Only invoke the skill when you are comfortable contacting the NemoVideo backend; the skill could improve transparency by clearly saying when a remote session is created.

Low

#ASI03: Identity and Privilege Abuse

What this means

The skill can act within the NemoVideo session associated with the provided or anonymous token, including checking credits and starting render/export jobs.

Why it was flagged

The skill uses a bearer token for NemoVideo API access.

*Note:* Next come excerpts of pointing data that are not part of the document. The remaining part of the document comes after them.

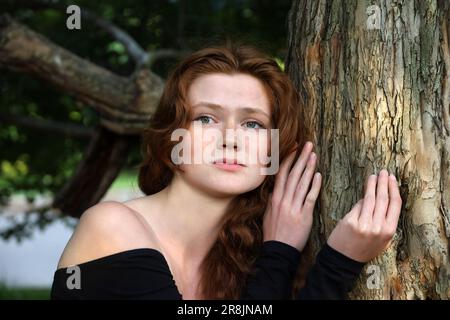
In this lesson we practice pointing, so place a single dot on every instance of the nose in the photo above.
(229, 136)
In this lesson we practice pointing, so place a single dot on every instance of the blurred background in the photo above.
(45, 131)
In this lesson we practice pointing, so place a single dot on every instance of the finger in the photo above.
(382, 199)
(308, 206)
(355, 211)
(365, 216)
(280, 180)
(296, 172)
(395, 204)
(305, 181)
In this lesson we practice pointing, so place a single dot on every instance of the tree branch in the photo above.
(125, 104)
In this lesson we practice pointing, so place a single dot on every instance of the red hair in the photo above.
(230, 259)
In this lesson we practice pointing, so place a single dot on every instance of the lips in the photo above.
(228, 161)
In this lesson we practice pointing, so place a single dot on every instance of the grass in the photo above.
(10, 293)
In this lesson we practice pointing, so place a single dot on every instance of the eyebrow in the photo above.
(218, 106)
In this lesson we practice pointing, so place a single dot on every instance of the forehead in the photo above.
(229, 91)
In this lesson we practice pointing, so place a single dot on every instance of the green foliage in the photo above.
(9, 293)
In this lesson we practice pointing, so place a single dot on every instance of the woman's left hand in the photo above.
(289, 214)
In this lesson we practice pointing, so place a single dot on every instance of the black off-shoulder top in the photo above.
(144, 273)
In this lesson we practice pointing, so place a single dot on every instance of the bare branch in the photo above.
(125, 104)
(137, 53)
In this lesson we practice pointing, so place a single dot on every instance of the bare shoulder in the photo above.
(106, 228)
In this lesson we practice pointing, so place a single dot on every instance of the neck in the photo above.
(192, 218)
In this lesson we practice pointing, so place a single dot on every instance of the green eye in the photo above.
(204, 119)
(254, 125)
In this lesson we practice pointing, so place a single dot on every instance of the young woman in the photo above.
(219, 229)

This is expected for the service, and the artifacts do not show token logging, unrelated use, or hardcoded credentials.

Skill content

Every API call needs `Authorization: Bearer <NEMO_TOKEN>`

Recommendation

Use a token intended for this service, keep it private, and monitor any credit or usage impact.

Medium

#ASI07: Insecure Inter-Agent Communication

What this means

Audio, video, or linked media supplied to the skill will be transferred to a third-party cloud service for processing.

Why it was flagged

The workflow sends user-selected local files or URLs to the NemoVideo backend for processing. That is central to speech-to-video generation, but uploaded recordings may contain private content.

Skill content

**Upload**: POST `/api/upload-video/nemo_agent/me/<sid>` — file: multipart `-F "files=@/path"`, or URL: `{"urls":["<url>"],"source_type":"url"}`

Recommendation

Do not upload confidential recordings unless you trust NemoVideo's handling of the data and have permission from anyone recorded.

Low

#ASI10: Rogue Agents

What this means

A render may continue briefly on the provider side even if the local UI is closed before completion.

Why it was flagged

The artifacts disclose that cloud render jobs can continue or become orphaned after the local client/tab is closed. This is purpose-aligned server-side processing, not hidden persistence.

Skill content

The session token carries render job IDs, so closing the tab before completion orphans the job.

Recommendation

Wait for render jobs to finish when possible, and avoid starting unnecessary exports.